The new software enables law enforcement to scan citizens’ fingerprints from a smartphone
Contactless fingerprinting could soon be implemented by police departments across the United States
Tellos, a non-contact fingerprinting technology company, has developed software that uses a phone’s camera to scan a person’s finger from a distance of about 2 inches and create a “traditional fingerprint image”. The technology works with a camera less than 2 megapixels.
Civil liberties and privacy groups are concerned about the impact of the technology, arguing that biometric data collected by law enforcement would be used to further violate citizens’ liberties. Similar arguments have been made about face recognition technology used by different governments around the world.
The instant messaging app Telegram has recently surpassed the limit of 700 million active users. The company is now launching a new premium tier with additional features. Telegram issued a statement saying the move would allow the app to be user-oriented rather than ad-based.
Telegram boasts 700 million active accounts, adding premium tears
Telegram gained notoriety earlier this year for its role as a liaison between Ukrainian officials and civilian hackers willing to join the country in the fight against Russian invaders. The app uses end-to-end encryption, making it a preferred communication system for individuals, organizations and even governments that values privacy.
Telegram Premium enables users to send large files up to 4GB (up to 2GB) and supports fast downloads, for example, Telegram said.
According to TechCrunch, paid customers can follow 500 to 1,000 channels offered to free users and create 20 chat folders with 200 chats in each.
They are lined up
Amateur astronomers and stargazers will be able to see the alignment of the planets in our solar system for the first time in 18 years on June 24-27.
Just before sunrise on June 24, Mercury, Venus, Mars, Jupiter, Saturn, Neptune and Uranus will line up in the night sky.
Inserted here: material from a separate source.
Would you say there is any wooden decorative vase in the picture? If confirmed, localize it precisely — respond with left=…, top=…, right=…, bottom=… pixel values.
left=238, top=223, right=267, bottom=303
However, Mercury, Venus, Mars, Jupiter and Saturn will be the planets visible to the naked eye on Friday. The other two, Thursday and Saturday, will be visible through binoculars or telescopes around June 27th.
“If you look east about 45 minutes before sunrise on June 24, you’ll be able to see this phenomenon,” said Kevin Walsh, an amateur astronomer and science communicator. “Mercury will appear closest to the horizon around the northeast and we will have about 30-40 minutes of visibility before twilight interference. Saturn will appear southeast in the sky.”
States have been urged to conserve water during the western drought
According to the Department of the Interior, Colorado River reservoirs are experiencing unprecedented lows.
The federal government is now telling seven western states to drastically reduce water use by relying on rivers because the Colorado River is drying up due to this year’s unprecedented drought.
Recovery Commissioner Camille Callimlim Touton has announced that large cuts between 2 million and 4 million acre-feet will be needed next year to prevent reservoirs from falling to “critical levels”. Los Angeles Times.
Emergency efforts include Lake Med and Lake Powell, the country’s two largest reservoirs, in an effort to stop dangerously lows next year.